Im folgenden Bild sieht man sowohl die Aufteilung in die beiden Parenchymarten sowie einen Ölbehälter, der gut erkennbar einen Kontakt zur Blattoberfläche hat. Das Palisadenparenchym ist vier- bis fünflagig und damit unglaublich prominent.

Bild 17


Zur Abrundung noch eine Spaltöffnung (starke Vergrößerung aus einer Aufnahme mit dem 40x Objektiv)

Bild 18


Auch im Blatt wird größter Wert auf Stabilität und vor allem Fraßschutz gelegt. Die doppelbrechenden Strukturen sind auch hier (neben dem Xylem) Oxalatkristalle

Bild 19



Auch in der Blattspreite zeigt das polarisierte Licht diese Strukturen auf

Bild 20



Zum Abschluss noch ein Ölbehälter im Blattende

Bild 21


Und als eher experimentelle Fotos noch die beiden bereits gezeigten Ölbehälter im Dunkelfeld

Bild 22


Bild 23



Wie immer freue ich mich über Kommentare, Berichtigungen, Ergänzungen und insbesondere auf die Auflösung des Zellschicht-Rätsels



Liebe Grüße
Peter

Wutsdorff Peter

Guten Abend Peter!
Wunderbare Aufnahmen!!
Die Oxalatkristalle erinnern mich an meine Nierensteine, die ich seit meinem 12-ten Lebensjahr bekomme. Im Alter (85) jetzt nicht mehr.
Beim meinem ersten Stein (1968) fragte ich den Urologen, warum sich Steine bilden.
""Wenn ich das wüßte, bekäme ich morgen den Med.-Nobelpreis""
Gruß Peter W



Peter T.

Hallo Peter,

besten Dank!

Calciumoxalat: Ja, des einen Freud (Pflanze), des anderen Leid (Nierensteine).
Liebe Grüße
Peter

Rawfoto

Hallo Peter

Bild 13 ist der totale Hammer, Gratulation

Liebe Grüße

Gerhard
Gerhard
http://www.naturfoto-zimmert.at

Rückmeldung sind willkommen, ich bin jederzeit an Weiterentwicklung interessiert, Vorschläge zur Verbesserungen und Varianten meiner eingestellten Bilder sind daher keinerlei Problem für mich ...

Peter T.

Hallo Gerhard,

herzlichen Dank!
Freut mich sehr, dass es Dir gefällt. :)

Liebe Grüße
Peter

Fahrenheit

Lieber Peter,

vielen Dank für den schönen und interessanten Beitrag, den ich gerne gelistet habe.

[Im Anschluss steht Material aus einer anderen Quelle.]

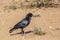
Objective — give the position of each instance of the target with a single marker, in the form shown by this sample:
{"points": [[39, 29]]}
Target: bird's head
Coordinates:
{"points": [[29, 14]]}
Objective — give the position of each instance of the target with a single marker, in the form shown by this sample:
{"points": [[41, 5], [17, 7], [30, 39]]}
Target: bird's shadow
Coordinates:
{"points": [[21, 33]]}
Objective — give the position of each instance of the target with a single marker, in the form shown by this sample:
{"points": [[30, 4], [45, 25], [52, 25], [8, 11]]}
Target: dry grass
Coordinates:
{"points": [[38, 31]]}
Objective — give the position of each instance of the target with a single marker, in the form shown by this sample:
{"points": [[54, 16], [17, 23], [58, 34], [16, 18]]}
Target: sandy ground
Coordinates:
{"points": [[48, 21]]}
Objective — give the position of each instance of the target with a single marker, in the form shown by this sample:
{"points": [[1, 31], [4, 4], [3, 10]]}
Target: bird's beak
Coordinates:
{"points": [[36, 15]]}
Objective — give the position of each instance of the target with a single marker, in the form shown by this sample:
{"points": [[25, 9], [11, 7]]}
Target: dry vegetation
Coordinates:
{"points": [[48, 21]]}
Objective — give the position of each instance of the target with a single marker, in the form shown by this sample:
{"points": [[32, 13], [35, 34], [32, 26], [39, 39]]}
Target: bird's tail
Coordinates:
{"points": [[11, 30]]}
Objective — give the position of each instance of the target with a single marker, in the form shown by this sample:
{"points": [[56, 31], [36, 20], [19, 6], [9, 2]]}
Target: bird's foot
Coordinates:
{"points": [[23, 33]]}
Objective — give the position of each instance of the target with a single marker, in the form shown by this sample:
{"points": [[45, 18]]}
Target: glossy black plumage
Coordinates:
{"points": [[22, 24]]}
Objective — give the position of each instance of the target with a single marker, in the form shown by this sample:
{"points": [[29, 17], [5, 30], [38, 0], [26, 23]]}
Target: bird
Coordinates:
{"points": [[22, 24]]}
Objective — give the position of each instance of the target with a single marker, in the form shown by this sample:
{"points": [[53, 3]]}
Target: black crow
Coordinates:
{"points": [[22, 24]]}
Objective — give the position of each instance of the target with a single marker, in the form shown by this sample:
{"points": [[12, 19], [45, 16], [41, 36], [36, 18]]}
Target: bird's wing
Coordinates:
{"points": [[23, 23]]}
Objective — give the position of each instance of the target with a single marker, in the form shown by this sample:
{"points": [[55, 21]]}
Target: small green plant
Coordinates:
{"points": [[38, 31]]}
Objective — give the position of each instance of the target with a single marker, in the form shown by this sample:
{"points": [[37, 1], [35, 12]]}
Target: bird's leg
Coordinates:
{"points": [[22, 31]]}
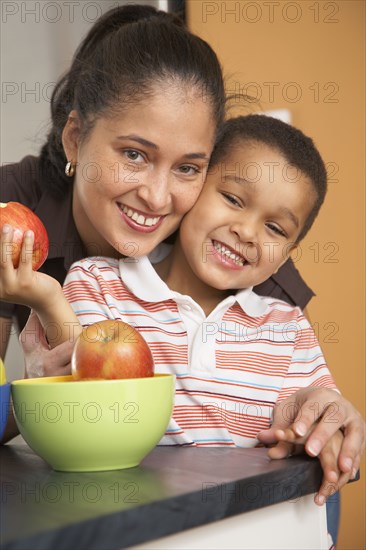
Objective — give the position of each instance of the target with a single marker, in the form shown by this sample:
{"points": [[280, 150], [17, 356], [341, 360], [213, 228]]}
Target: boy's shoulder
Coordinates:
{"points": [[276, 306]]}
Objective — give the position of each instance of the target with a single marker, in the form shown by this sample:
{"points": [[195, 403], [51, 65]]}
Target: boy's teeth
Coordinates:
{"points": [[226, 252], [139, 218]]}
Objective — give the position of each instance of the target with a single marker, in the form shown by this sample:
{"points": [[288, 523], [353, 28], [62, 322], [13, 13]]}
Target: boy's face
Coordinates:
{"points": [[249, 214]]}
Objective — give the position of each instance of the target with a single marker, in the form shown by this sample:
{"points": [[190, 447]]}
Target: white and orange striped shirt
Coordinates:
{"points": [[231, 367]]}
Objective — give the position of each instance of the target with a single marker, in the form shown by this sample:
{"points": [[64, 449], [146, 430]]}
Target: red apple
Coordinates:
{"points": [[21, 219], [109, 350]]}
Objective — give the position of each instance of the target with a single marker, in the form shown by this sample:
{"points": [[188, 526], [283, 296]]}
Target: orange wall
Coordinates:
{"points": [[308, 57]]}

Der Fuchsinanteil in den Zellen, z.B. in Bild 5 dürfte aber eher Zufall den anatomische Aussage sein. Eine bessere Differenzierung hätte das Rot sicher ausgespült. Aber Vorsicht, nicht zu lang, ich habe bei meiner garde laufenden Präparation so die Färbung der Cuticula ausgespült.

Beste Grüße
Jörg 
Hier geht's zur Vorstellung: Klick !
Und hier zur Webseite des MKB: Klick !

Arbeitsmikroskop: Leica DMLS
Zum Mitnehmen: Leitz SM
Für draussen: Leitz HM

Peter T.

Lieber Jörg,

besten Dank! Dann werde ich das im Text mal relativieren.

Kannst Du denn etwas zu der ominösen Zellschicht (Bild 7) sagen?